Organizers of National Gardening Month suggest sharing plants with friends and planning a community clean-up. Before you get started, you might want to pick up a book that will inspire you, Sarah Stewart’s The Gardener, with illustrations by David Small. Certainly one of the most satisfying picture books of the last fifteen years, the text of this Caldecott Honor Book is presented in letters from a young girl Lydia Grace Finch circa 1935.
Readers first see Lydia on the endpapers, picking tomatoes with her grandmother in a lush country garden. Lydia has been summoned to city to live with her uncle Jim, until things get better for her family hit hard by the Depression. Lydia leaves King Mill on a train, carrying packets of seeds from her grandmother. When she arrives in the city, the dark, unlovely railroad station looms over her. An optimist, Lydia notices window boxes and beams of light. Although her uncle Jim does not smile, she writes him poetry and learns to work in his bakeshop, kneading bread. But Lydia is a gardener at heart, not a baker. In this impoverished environment, she finds a secret place to ply her craft: the apartment building roof. Vacant lots provide the necessary dirt; cracked teacups and bent cake pans become the vessels for her dreams.
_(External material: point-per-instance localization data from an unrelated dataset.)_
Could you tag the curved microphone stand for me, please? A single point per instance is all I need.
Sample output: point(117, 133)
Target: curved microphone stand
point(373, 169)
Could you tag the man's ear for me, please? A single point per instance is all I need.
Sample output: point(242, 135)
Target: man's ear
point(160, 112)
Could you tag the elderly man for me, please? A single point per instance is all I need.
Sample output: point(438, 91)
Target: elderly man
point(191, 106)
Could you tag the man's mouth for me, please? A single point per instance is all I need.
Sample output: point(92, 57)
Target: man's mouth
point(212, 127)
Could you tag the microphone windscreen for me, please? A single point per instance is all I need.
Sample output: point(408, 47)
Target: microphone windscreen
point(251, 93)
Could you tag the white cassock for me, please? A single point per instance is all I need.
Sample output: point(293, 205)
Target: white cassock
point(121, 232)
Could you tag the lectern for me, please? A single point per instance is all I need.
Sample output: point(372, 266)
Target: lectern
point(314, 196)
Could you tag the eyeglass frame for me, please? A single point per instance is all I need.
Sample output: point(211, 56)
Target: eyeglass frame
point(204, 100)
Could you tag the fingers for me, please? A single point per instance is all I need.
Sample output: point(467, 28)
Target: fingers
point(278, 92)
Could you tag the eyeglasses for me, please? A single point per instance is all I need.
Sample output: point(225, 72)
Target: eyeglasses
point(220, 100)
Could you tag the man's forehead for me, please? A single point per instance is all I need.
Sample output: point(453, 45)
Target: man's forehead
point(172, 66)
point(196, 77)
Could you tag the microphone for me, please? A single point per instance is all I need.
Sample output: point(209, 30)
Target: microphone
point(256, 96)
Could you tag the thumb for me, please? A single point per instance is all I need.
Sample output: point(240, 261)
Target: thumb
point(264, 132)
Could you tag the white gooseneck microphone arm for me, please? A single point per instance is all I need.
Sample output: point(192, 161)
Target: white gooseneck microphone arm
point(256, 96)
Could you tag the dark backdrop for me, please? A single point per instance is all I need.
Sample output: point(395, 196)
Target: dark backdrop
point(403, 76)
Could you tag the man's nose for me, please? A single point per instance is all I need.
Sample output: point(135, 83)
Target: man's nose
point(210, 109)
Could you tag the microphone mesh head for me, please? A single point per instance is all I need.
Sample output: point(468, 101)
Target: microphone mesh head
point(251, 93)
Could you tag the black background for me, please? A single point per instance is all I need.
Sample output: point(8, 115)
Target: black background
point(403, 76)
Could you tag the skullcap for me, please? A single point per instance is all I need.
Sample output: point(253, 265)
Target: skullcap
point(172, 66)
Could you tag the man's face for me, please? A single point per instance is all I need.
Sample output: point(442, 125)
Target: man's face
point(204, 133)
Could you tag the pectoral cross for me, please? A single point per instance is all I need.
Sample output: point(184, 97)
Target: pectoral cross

Lydia also spruces up her uncle’s bakery, planting tulips, radishes, onions, and lettuce in the window boxes that adorn the shop. Finally, she shows her rooftop garden to grumpy Uncle Jim, a once-grimy place now transformed into a beautiful patio garden. After Lydia’s father finds a job, this no-longer unhappy man hugs his niece as he sends her back to her home and the garden and people she longs for.
A totally satisfying story in itself, The Gardener is brilliantly illustrated. In watercolors with a strong black line, David Small set scenes and shows what characters feel, even when those emotions are not described in the text. The transformation of useless city space to a splendid garden satisfies readers every time as they watch it happen.
When this book appeared in 1997, I thought it a wonderful re-creation of the Depression Era for children. Now it seems to me an even more important book. With children who might well identify with a parent out of work or having little money, the book speaks to the true American can-do spirit. Make beauty where none exists; plant victory gardens; transform useless landscapes into those that produce food and joy; reuse and recycle. The Gardener can be used to talk about all of these contemporary issues. It continues to send its readers off to find that “bit of earth,” whether in vacant lots, window boxes, or well-laid-out garden beds.